Perbandingan rudal Kh-32 dan SM-6 ini menunjukkan bahwa ketinggian penerbangan Kh-32 adalah 7 km di atas kemampuan menghancurkan rudal SM-6 AS dan hampir 2x kali lebih cepat dari kecepatan maksimum SM-6 untuk target aerodinamis, yaitu Kh-32 1.500 m/detik melawan SM-6 yang hanya 800 m/detik.
Namun itu tidak berarti Amerika Serikat tidak akan menembak rudal hipersonik. Sistem Aegis tentu dapat mendeteksi mereka dan memberikan informasi tujuan sebagaimana kemampuan rudal dan bahkan pertahanan satelitnya. Oleh karena itu, SM-6 tetap akan dilibatkan, untuk melihat sejauh mana itu efektif.

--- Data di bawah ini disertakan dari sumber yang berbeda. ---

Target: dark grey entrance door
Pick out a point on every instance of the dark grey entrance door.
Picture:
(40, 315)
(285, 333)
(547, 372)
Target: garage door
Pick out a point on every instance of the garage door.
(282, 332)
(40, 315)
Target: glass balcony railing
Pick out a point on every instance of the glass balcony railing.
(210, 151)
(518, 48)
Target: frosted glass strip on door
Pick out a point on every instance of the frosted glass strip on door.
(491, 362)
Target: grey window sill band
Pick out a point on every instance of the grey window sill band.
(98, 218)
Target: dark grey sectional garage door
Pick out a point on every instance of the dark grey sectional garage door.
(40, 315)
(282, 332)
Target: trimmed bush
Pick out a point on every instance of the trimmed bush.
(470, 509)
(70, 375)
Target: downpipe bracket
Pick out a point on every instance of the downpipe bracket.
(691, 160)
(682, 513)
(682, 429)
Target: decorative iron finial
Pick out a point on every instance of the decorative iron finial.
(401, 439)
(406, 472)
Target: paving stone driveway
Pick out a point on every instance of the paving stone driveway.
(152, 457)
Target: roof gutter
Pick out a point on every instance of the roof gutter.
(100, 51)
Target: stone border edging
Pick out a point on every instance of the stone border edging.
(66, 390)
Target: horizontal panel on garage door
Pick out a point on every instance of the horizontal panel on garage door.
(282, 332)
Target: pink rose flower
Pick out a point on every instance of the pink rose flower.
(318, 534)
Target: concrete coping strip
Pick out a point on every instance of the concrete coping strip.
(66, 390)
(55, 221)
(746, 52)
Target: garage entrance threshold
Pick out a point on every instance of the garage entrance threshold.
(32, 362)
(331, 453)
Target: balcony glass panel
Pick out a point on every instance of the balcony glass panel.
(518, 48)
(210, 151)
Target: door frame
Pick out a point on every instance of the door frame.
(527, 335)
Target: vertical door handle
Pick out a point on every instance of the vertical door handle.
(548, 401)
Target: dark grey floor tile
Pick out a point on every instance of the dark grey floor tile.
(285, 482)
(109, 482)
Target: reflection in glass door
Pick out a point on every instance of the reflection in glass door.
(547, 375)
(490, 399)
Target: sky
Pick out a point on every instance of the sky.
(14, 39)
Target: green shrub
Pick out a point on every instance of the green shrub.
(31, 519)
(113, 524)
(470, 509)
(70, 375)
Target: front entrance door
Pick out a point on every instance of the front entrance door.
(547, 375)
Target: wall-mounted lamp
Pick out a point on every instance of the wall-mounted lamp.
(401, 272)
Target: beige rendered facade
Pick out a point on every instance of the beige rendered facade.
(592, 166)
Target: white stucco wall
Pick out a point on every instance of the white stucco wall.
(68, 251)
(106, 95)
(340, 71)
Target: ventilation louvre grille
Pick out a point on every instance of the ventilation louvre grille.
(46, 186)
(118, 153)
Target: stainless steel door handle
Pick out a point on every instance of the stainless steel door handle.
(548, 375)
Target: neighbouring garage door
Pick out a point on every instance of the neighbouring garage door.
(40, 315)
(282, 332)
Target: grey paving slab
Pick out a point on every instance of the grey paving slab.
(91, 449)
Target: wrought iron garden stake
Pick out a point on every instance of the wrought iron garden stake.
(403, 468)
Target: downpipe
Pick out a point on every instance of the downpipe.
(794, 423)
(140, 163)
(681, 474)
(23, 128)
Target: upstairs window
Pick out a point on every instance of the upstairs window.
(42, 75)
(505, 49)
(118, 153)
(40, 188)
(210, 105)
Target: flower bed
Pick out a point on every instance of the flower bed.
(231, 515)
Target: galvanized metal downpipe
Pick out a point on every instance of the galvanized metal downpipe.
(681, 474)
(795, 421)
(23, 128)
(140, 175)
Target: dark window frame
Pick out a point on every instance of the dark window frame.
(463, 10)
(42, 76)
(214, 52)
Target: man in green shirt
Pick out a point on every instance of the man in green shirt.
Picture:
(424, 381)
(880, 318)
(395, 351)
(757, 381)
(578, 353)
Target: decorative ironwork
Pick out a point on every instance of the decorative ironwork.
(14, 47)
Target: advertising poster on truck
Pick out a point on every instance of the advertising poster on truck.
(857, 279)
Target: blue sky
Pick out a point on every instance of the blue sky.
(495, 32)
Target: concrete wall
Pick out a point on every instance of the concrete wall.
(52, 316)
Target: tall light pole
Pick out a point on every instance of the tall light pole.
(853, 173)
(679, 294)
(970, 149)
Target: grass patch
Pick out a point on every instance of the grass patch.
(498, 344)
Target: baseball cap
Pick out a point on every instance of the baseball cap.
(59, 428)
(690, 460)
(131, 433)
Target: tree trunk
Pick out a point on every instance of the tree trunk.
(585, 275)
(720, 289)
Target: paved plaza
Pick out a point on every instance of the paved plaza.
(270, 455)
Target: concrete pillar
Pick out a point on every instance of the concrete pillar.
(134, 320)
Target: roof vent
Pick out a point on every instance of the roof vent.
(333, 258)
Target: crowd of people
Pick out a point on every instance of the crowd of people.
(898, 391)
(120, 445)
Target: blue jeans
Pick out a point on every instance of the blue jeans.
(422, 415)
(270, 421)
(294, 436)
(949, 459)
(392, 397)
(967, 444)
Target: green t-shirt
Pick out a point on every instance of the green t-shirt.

Karakteristik probabilitas hit biasanya disediakan untuk jangkauan dimana target tidak bermanuver dan terbang dengan kecepatan terbaik untuk menghancurkan. Dalam hal pertempuran nyata, probabilitas hit biasanya lebih rendah karena tujuan spesifik yang dibatasi oleh kecepatan manuver target dan ketinggiannya.
Kemampuan memukul SM-6 akan dipengaruhi juga oleh jangkauan deteksi hulu ledak yang aktif, ketepatan dari pendekatan untuk menargetkan area penguncian, manuver kelebihan beban dan kerapatan atmosfer yang dapat diterima, serta kesalahan dalam menentukan spesifikasi gerakan dari target oleh radar dan sistem kontrol informasi.
Semua faktor tersebut adalah hal utama yang menentukan apakah misil tersebut bisa menghubungi dan memilih jarak luput ke tingkat yang akan menjamin hulu ledaknya menghantam target manuver.